Consent and contradict are not in a simple binary relationship: There may be several nuances, degrees of this behavior (total or partial), indecision to maintain or advocate (uncertainty), or even a total lack of that (indifference). Recognition of these variants of agreement/disagreement is a key factor in teaching a successful conversation: non-recognition or misinterpretation of the events of the agreement can even lead to the total failure of the given interaction. Although languages generally have a number of lexical and syntactic means for expressing this behaviour, it can still be misleading to rely exclusively on linguistic form. For example, if Actor B agrees with Actor A, he would say yes; But the same “yes” can also be used to propose exactly the opposite, i.e. to mean differences of opinion, depending on how the “yes” is pronounced. Alternatively, one can agree or contradict by not even saying a word, simply by keeping a squeal: again, it is the non-verbal behavior that contributes to the understanding of the context, effectively to the pragmatic interpretation of the event. In order to correctly identify the pragmatic functions of the agreement/disagreement, all available modalities, both orally and non-verbal, both audio and visually, must be taken into account. However, there remains a point of challenge. If someone expresses their consent by saying “yes” and acquiescing at the same time, this agreement is identified as the concreting, virtual temporal orientation of the two events (verbal and gestural). But how can the wisdom of the adage “silence gives consent” be justified, i.e. how to interpret concordance on the basis of the absence of any behavioural event? Indeed, it is not as if we are faced with zero contributions. We assume that we do arrive at the interpretation of a (certain) agreement after a certain period of observation, during which we collect data from all available modalities (verbal and non-verbal).

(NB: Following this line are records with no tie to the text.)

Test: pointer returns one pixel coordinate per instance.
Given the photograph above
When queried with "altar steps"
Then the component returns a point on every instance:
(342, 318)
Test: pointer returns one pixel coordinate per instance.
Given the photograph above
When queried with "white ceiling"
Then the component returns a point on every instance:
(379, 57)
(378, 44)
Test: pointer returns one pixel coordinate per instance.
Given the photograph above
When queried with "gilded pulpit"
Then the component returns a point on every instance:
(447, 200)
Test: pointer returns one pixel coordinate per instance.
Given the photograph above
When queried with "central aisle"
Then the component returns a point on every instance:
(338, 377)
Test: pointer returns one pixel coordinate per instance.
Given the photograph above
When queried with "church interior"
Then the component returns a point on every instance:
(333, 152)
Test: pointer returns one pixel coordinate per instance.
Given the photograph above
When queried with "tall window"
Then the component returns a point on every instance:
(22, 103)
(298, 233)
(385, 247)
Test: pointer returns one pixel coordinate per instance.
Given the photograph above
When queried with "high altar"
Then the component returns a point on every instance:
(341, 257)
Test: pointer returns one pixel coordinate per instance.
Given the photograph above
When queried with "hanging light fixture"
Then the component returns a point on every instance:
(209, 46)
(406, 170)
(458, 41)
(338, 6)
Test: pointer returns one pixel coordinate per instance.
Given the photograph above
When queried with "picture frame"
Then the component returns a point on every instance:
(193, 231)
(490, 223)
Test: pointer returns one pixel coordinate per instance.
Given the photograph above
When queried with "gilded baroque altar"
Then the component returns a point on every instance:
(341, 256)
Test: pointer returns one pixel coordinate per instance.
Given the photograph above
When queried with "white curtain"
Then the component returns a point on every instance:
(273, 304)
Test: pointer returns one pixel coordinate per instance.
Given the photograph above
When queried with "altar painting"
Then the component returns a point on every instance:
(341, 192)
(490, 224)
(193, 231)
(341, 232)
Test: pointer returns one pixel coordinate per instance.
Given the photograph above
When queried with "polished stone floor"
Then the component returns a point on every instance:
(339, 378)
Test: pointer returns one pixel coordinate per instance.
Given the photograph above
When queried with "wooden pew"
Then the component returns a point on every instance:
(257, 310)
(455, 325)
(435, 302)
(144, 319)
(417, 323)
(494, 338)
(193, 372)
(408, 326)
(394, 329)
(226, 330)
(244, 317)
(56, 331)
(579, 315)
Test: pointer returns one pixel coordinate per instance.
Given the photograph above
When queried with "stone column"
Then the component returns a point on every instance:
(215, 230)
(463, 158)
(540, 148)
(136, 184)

In this process, we go beyond simply searching for a simple temporal orientation of certain events, but rather identifying behaviors that consist of events over a longer observation period. It is indeed a cognitive process in which the models thus identified are intersected with stereotypical patterns of behaviour that we already know (as congenital or acquired), and the pragmatic function of the best match is attributed to the given model that was found during the observation period, in our case to that which is related to agreement/disagreement. Before we look at the actual analysis of the match models, we should look at some basic data on the corpus as a whole. During the development of the HuComTech Corpus, we wanted to identify a large number of multimodal behaviors during a certain observation period. Based on the resulting database data, this paper focuses on the discovery of time models related to agreement/disagreement. It describes the methodological basis of the structure of the corpus, the analysis and interpretation of the data. Particular emphasis is placed on the Theme research tool: we describe both its theoretical bases facilitating the analysis of multimodal behavioral data and some methodological questions of its application to the HuComTech Corpus.